Accurate assessment of health-related quality of life (HRQoL) is important for quality patient care. Evaluation of HRQoL typically occurs with patient self-report, but some instruments, such as the Pediatric Quality of Life Inventory (PedsQL), allow for proxy reporting. Limited information exists comparing patient and proxy reports of HRQoL after sport-related injury in adolescent athletes.

Objective:

To compare patient ratings and parent-proxy ratings of HRQoL in adolescent athletes who suffer musculoskeletal injuries requiring orthopedic consultation. The authors hypothesized poor agreement between patient and parent-proxy ratings of HRQoL.

Design:

Cross-sectional study.

Setting:

Orthopedic practice.

Patients:

Thirteen adolescent patients with a sport-related musculoskeletal injury requiring orthopedic consultation and 1 of their parents participated.

Interventions:

During the initial visit to the physician’s office, each patient was asked to complete the PedsQL, and the patient’s parent was asked to complete the parent-proxy version of the PedsQL.

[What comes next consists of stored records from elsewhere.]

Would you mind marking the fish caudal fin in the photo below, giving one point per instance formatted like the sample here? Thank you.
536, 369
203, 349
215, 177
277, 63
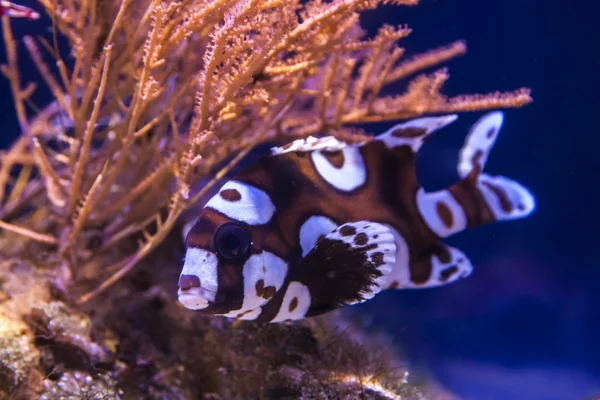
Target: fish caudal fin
478, 198
348, 266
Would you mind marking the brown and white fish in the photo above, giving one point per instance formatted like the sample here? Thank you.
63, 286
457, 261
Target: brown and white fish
321, 224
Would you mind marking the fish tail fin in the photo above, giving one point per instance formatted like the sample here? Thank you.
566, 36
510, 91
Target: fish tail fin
478, 198
414, 132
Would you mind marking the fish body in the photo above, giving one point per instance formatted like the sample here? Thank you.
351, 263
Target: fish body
321, 224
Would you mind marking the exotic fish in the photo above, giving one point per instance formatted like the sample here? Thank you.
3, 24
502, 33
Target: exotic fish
319, 224
17, 11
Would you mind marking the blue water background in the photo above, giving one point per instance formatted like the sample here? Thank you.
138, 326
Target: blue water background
525, 324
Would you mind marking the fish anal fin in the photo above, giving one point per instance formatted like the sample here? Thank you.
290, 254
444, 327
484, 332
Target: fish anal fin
349, 265
441, 265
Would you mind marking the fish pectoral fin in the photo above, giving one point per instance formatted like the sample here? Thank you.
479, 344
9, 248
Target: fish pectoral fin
440, 265
349, 265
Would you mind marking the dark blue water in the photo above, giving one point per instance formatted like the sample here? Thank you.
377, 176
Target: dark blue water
525, 324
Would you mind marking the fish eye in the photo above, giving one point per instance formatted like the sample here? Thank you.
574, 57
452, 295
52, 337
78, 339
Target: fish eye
232, 241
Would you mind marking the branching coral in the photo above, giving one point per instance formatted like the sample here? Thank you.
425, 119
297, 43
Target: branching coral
160, 94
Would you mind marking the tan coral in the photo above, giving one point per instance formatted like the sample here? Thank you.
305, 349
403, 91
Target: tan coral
162, 91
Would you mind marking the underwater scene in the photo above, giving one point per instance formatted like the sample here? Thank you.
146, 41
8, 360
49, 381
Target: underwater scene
298, 199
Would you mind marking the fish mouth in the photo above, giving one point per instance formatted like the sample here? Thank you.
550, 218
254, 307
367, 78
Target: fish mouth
196, 298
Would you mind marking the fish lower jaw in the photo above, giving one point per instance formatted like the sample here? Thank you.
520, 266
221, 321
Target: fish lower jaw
195, 298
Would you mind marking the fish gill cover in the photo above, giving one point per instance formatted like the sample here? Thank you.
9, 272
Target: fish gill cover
154, 98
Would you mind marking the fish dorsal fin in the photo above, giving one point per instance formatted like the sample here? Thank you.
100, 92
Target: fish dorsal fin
311, 143
414, 132
479, 143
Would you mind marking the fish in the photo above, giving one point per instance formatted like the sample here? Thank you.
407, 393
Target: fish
320, 224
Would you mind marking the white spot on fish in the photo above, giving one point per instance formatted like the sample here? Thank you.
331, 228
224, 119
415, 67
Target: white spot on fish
348, 175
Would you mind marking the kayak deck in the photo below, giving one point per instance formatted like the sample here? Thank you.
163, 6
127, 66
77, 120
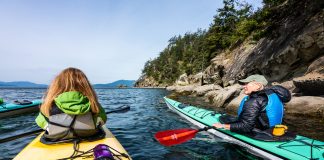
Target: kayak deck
39, 151
10, 109
299, 148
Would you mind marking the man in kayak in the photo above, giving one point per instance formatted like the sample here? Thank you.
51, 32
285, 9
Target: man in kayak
70, 107
261, 108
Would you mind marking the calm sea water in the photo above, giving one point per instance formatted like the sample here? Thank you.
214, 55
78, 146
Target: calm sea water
135, 129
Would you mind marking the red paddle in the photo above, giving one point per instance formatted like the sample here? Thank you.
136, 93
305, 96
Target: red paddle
178, 136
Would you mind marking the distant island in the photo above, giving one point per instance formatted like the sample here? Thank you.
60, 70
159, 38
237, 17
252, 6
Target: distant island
27, 84
117, 84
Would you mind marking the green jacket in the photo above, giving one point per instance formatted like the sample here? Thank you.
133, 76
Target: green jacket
73, 103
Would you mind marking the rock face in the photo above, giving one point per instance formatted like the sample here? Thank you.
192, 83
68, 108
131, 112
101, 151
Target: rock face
297, 42
292, 56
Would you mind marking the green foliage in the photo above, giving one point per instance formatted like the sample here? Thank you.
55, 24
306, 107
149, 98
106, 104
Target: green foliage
192, 52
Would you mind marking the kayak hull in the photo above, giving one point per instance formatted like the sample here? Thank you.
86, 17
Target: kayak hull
294, 149
10, 109
38, 151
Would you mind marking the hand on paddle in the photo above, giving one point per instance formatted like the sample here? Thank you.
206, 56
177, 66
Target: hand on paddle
220, 125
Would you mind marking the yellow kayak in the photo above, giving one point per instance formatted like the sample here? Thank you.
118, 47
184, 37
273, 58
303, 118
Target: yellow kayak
39, 151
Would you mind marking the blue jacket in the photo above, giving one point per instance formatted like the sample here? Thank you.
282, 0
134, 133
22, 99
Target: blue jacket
262, 109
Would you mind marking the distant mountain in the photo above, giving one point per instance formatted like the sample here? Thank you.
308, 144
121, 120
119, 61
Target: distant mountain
22, 84
117, 84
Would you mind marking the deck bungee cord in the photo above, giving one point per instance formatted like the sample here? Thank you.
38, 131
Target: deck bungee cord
100, 151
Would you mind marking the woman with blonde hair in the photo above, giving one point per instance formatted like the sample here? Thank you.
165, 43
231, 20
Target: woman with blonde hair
70, 107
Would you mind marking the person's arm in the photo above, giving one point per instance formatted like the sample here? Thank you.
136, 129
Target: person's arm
102, 114
41, 121
248, 117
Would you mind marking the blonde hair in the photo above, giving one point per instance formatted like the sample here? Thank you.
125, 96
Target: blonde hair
70, 79
261, 86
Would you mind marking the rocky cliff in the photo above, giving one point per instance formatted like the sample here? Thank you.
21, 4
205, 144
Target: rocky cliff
292, 55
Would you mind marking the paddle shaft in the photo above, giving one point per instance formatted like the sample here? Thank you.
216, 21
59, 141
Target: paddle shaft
121, 109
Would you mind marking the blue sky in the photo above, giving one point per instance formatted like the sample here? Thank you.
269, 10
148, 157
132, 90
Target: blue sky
107, 39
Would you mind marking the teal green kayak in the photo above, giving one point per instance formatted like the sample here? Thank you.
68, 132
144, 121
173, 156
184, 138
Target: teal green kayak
298, 148
19, 107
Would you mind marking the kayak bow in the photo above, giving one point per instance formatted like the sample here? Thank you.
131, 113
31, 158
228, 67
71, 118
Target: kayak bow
298, 148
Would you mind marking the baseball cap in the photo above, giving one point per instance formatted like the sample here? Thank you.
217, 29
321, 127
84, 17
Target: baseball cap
256, 78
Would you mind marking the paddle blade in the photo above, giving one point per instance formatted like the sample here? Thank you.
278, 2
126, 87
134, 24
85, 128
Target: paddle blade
174, 137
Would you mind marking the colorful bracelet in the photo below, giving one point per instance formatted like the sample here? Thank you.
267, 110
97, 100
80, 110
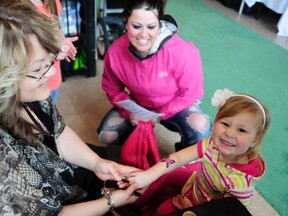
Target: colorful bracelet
168, 161
105, 192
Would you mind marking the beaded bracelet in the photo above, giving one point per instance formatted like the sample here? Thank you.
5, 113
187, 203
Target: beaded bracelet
105, 192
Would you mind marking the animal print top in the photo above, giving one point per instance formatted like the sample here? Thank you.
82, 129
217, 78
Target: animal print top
31, 182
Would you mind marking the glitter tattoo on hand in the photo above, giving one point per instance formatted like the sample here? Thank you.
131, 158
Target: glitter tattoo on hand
168, 161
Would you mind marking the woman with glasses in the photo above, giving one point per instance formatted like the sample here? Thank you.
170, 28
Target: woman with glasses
39, 154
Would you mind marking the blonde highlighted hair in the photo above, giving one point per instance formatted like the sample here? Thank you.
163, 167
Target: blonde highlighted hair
18, 21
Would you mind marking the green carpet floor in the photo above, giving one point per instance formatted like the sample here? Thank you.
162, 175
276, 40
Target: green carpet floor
237, 58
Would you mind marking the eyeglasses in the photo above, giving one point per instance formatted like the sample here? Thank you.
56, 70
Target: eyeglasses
48, 68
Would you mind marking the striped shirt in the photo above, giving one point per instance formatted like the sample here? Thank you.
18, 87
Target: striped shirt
216, 179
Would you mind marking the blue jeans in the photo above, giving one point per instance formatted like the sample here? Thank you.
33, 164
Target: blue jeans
191, 123
54, 94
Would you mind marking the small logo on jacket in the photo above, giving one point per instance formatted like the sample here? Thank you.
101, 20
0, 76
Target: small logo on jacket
163, 74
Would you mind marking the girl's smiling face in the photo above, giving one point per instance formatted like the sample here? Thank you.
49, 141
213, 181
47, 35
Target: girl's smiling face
32, 89
234, 135
142, 29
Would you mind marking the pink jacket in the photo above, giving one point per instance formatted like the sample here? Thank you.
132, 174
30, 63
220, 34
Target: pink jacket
167, 82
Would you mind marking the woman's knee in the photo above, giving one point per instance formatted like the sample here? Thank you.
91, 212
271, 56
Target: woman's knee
109, 133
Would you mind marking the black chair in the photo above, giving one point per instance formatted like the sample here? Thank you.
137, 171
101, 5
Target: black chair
222, 207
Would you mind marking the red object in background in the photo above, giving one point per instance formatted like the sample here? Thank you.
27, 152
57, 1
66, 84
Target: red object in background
140, 149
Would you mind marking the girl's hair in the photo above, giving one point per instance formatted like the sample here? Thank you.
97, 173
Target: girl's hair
18, 21
131, 5
246, 104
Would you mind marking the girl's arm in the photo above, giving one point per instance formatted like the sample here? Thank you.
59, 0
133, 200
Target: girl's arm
100, 206
174, 161
72, 149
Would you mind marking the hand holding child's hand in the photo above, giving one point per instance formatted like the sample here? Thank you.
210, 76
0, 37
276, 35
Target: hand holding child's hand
181, 202
141, 178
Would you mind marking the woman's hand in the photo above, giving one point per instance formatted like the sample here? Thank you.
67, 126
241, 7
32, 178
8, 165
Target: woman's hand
106, 169
141, 178
124, 197
181, 202
68, 50
134, 119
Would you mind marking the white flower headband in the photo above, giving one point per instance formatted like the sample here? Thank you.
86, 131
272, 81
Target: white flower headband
221, 96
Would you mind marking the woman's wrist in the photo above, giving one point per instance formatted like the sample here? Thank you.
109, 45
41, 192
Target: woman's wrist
106, 193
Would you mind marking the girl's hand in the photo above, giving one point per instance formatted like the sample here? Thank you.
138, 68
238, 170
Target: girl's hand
106, 169
124, 197
181, 202
141, 178
68, 50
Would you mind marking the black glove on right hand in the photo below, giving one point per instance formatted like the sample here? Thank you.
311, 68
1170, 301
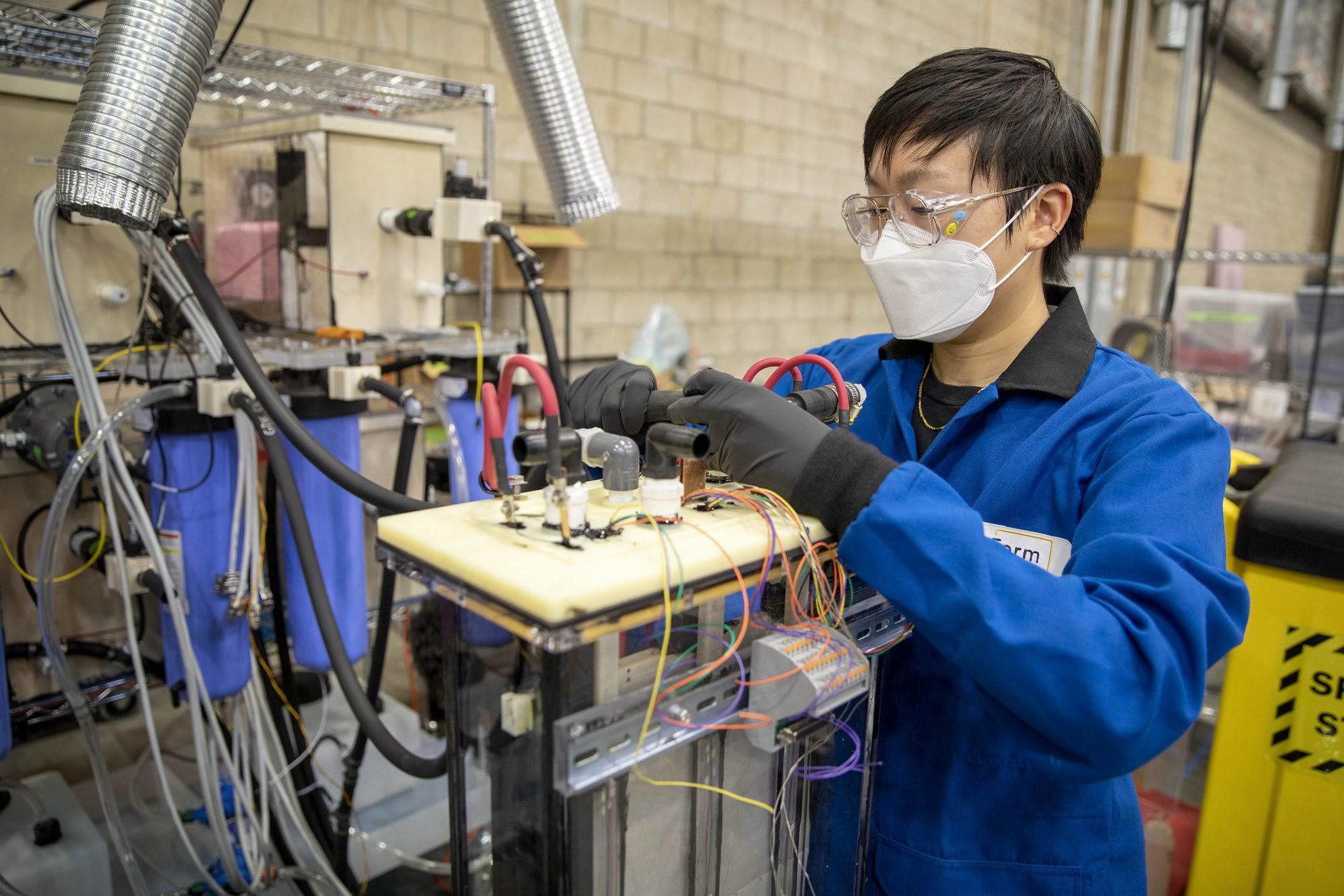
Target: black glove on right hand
613, 398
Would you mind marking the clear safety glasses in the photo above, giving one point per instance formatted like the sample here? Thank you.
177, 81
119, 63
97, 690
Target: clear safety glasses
921, 216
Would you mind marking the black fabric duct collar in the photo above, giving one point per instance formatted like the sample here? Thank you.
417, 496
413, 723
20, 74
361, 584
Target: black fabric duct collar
1054, 362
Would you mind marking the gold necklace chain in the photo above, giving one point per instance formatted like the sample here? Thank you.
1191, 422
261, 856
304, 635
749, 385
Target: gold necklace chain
920, 399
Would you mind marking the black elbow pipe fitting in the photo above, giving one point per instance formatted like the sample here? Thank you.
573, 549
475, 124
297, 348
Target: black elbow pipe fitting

Main Outcome Measurements:

The PedsQL is a pediatric generic outcome measure that consists of a total score and 4 subscale scores: physical, emotional, social, and school functioning. Means and standard deviations were calculated for all scores, and comparisons between patient-self report and parent-proxy ratings of HRQoL were made for the PedsQL total score and subscale scores using Pearson product–moment correlations (r).

Results:

Pearson product–moment correlations showed little to fair insignificant relationships between patient self-report and parent-proxy report of the PedsQL for the total score (r = −.1) and all subscales (range r = .1 to .4).

Conclusions:

Our results suggest a lack of agreement between patient and parent-proxy ratings of HRQoL, with patients rating their HRQoL lower than their parent. Patient perception of HRQoL may be more accurate than proxy report, which supports the use of patient-rated HRQoL in patient evaluation. Assessments of HRQoL made by proxies, even those close to the patient, may not represent patient health status.